In an essay published in the 2007 book, “How I Became a Quant,” Dr. Marshall wrote that his work on Wall Street had informed his academic research.

“What I was seeing during the day in the Street was growing increasingly at odds with what I saw being taught in business schools,” Dr. Marshall wrote. “Most of academia was missing the great transformation that was taking place in finance.”

He recruited Dr. Tucker to help edit the financial engineering society’s journal, and together they proposed new types of options that companies might use to protect themselves from economic downturns. The pair also opened a small consulting firm in Port Jefferson, N.Y.

Their work was notable for its real-world applications, professional colleagues said.

“A lot of academics publish papers that have very little to do with practical applications,” said Anthony Herbst, a retired finance professor at the University of Texas in El Paso. “Jack Marshall bridges the gap.”

Dr. Marshall retired from St. John’s in 2000 and went on to help form the International Securities Exchange, the electronic options exchange. He later became a member of its board and the chairman of its finance and audit committee.

The trouble began in late 2006, when Eurex, a German exchange, expressed interest in buying the I.S.E. According to the S.E.C., Dr. Marshall tipped off Dr. Tucker about the deal, sharing insider details of the proposed transaction through multiple phone calls.

Dr. Tucker later bought options giving him the right to buy I.S.E. stock, as well as shares in the American exchange, through an Ameritrade account, the S.E.C. said in its complaint. In e-mail exchanges, Dr. Tucker referred to the scheme as “the program,” according to the S.E.C. Dr. Marshall’s brother-in-law, Mark R. Larson, 45, bought shares of I.S.E. stock based on the tips, S.E.C. says.

When Eurex agreed to buy I.S.E. for $67.50 a share in 2007, the value of the I.S.E. stock and options soared, producing a profit of $1.1 million. It is unclear if Dr. Marshall profited personally. But the options trades set off alarms with market regulators because Dr. Tucker was the only person buying some of the instruments just before the takeover.

Since the S.E.C. filed its complaint in March, the men have fallen out of touch with friends and colleagues, longtime acquaintances said. Dr. Tucker finished out the spring term teaching at Pace but did not turn up at a recent finance conference he was scheduled to attend in China. Dr. Marshall has resigned from the I.S.E.’s board. Recent calls placed to his consulting firm on Long Island were unanswered.

At universities and on Wall Street, people who know Dr. Marshall are dumbfounded.

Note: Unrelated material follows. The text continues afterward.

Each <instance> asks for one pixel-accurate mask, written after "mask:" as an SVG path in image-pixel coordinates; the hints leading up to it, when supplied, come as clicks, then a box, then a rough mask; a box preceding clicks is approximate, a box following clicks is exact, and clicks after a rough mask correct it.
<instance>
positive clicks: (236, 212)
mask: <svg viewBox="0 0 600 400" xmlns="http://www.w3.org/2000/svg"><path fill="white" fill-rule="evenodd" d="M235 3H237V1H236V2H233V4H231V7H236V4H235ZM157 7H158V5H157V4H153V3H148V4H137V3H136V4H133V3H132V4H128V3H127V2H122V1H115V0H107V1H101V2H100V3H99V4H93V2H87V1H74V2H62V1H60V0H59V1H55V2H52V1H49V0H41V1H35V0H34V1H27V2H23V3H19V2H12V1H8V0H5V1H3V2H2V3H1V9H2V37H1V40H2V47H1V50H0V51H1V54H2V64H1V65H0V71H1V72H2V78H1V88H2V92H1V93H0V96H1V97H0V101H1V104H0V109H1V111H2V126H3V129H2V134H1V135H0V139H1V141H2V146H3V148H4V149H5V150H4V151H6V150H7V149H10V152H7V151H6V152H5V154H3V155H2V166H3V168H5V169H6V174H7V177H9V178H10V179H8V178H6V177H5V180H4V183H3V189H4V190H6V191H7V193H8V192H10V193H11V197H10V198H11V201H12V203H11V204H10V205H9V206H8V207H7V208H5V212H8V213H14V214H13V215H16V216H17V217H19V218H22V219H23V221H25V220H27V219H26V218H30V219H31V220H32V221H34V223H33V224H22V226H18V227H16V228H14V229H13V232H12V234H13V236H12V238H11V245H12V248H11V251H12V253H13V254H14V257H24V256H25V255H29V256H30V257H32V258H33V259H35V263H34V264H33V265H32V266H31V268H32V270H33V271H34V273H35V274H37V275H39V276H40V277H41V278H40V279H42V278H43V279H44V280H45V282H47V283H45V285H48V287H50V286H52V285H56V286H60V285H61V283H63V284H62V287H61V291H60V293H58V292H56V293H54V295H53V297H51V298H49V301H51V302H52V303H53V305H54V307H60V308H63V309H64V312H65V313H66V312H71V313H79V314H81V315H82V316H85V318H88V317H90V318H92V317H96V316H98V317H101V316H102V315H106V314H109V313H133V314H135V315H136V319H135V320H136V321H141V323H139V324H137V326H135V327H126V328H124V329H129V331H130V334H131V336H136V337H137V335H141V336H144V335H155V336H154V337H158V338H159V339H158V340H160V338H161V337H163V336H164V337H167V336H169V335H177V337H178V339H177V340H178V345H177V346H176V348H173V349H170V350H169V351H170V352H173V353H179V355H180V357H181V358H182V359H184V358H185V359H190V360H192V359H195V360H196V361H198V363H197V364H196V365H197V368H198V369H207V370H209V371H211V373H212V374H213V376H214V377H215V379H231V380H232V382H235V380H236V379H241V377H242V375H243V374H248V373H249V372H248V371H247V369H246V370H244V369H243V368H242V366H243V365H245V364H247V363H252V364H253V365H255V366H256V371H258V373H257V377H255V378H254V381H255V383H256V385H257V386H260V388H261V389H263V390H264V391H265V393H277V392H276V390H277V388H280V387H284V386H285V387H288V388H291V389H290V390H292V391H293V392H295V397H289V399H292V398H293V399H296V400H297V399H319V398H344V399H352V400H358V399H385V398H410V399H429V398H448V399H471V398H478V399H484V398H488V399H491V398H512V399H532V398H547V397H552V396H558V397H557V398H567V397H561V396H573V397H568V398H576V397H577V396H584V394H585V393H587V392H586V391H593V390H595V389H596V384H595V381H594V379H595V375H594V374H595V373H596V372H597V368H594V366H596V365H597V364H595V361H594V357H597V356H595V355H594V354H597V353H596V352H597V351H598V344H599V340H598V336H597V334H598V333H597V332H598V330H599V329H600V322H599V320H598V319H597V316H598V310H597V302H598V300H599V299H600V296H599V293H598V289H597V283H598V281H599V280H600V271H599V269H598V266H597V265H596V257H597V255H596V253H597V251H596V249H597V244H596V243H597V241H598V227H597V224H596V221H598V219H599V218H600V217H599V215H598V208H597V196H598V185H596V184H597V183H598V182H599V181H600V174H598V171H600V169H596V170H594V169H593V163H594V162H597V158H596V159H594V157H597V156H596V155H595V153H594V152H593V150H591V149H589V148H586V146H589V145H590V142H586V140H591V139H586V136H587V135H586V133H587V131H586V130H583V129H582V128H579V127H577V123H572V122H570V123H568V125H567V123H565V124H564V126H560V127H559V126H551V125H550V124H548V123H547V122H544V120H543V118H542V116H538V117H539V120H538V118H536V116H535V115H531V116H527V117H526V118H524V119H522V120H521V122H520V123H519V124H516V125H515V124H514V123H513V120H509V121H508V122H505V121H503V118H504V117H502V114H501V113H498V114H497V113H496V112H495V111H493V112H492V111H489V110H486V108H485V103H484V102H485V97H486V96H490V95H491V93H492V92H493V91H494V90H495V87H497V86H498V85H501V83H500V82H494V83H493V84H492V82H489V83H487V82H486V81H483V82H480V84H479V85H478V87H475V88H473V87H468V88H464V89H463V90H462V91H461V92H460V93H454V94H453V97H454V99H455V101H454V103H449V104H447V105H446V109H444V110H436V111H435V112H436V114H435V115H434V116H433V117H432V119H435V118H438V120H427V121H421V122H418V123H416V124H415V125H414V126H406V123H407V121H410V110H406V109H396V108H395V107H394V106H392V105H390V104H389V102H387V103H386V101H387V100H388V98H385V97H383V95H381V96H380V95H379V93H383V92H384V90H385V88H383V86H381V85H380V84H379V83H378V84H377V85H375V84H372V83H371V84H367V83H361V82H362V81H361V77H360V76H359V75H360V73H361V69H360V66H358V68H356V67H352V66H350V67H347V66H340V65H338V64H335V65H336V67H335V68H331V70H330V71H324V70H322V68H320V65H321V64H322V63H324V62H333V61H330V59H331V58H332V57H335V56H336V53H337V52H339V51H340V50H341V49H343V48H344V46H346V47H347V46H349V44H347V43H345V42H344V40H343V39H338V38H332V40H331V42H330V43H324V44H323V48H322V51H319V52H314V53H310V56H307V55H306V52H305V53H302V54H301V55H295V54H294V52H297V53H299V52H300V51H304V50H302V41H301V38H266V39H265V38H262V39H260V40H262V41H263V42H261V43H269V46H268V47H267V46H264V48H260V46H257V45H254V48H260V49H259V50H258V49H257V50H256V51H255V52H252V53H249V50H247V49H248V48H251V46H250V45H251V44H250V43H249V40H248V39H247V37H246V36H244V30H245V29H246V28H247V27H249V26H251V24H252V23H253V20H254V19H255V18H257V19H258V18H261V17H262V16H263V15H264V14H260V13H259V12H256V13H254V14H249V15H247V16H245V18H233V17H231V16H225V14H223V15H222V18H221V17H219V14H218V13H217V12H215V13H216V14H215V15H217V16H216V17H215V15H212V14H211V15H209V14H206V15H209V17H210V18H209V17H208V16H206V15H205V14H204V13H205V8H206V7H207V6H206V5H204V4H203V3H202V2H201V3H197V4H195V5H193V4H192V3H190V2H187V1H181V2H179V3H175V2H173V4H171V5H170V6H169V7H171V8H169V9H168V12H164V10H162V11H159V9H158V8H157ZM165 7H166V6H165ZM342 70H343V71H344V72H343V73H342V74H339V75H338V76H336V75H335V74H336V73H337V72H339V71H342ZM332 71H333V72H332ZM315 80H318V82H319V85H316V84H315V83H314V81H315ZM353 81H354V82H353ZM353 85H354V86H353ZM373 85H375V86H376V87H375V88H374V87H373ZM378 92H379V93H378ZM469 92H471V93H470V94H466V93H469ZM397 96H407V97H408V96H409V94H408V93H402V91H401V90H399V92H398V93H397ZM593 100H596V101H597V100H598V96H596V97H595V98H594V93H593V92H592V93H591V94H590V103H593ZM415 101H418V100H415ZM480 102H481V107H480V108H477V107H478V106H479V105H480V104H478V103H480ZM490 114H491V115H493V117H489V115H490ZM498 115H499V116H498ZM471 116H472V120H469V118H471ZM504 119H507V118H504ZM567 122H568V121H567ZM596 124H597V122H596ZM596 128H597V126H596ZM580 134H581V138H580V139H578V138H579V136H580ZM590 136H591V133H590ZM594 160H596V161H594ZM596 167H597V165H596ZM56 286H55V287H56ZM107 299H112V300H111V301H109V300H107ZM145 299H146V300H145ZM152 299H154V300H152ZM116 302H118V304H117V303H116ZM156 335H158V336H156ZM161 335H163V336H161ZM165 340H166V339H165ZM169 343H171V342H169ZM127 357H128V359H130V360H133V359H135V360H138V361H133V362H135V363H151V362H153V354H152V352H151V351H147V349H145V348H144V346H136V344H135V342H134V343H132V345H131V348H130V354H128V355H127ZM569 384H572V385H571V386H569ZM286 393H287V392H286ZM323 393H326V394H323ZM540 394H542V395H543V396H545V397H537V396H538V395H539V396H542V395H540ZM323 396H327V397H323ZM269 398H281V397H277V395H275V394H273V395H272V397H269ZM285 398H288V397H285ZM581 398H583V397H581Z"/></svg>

Manuchehr Shahrokhi, a finance professor at California State University at Fresno, said he was so surprised to hear about the allegations that he looked up the S.E.C. complaint to double-check. He could not reconcile the accusations with the man knew — someone he once heard speak on ethics in the derivatives markets.

“You know, sometimes greed takes over your knowledge and your skills and everything else. But he is not a greedy man,” Dr. Shahrokhi said. “Really, the only conclusion I can come up with is it must have been an accident. I do not believe that a person of his stature would do this.”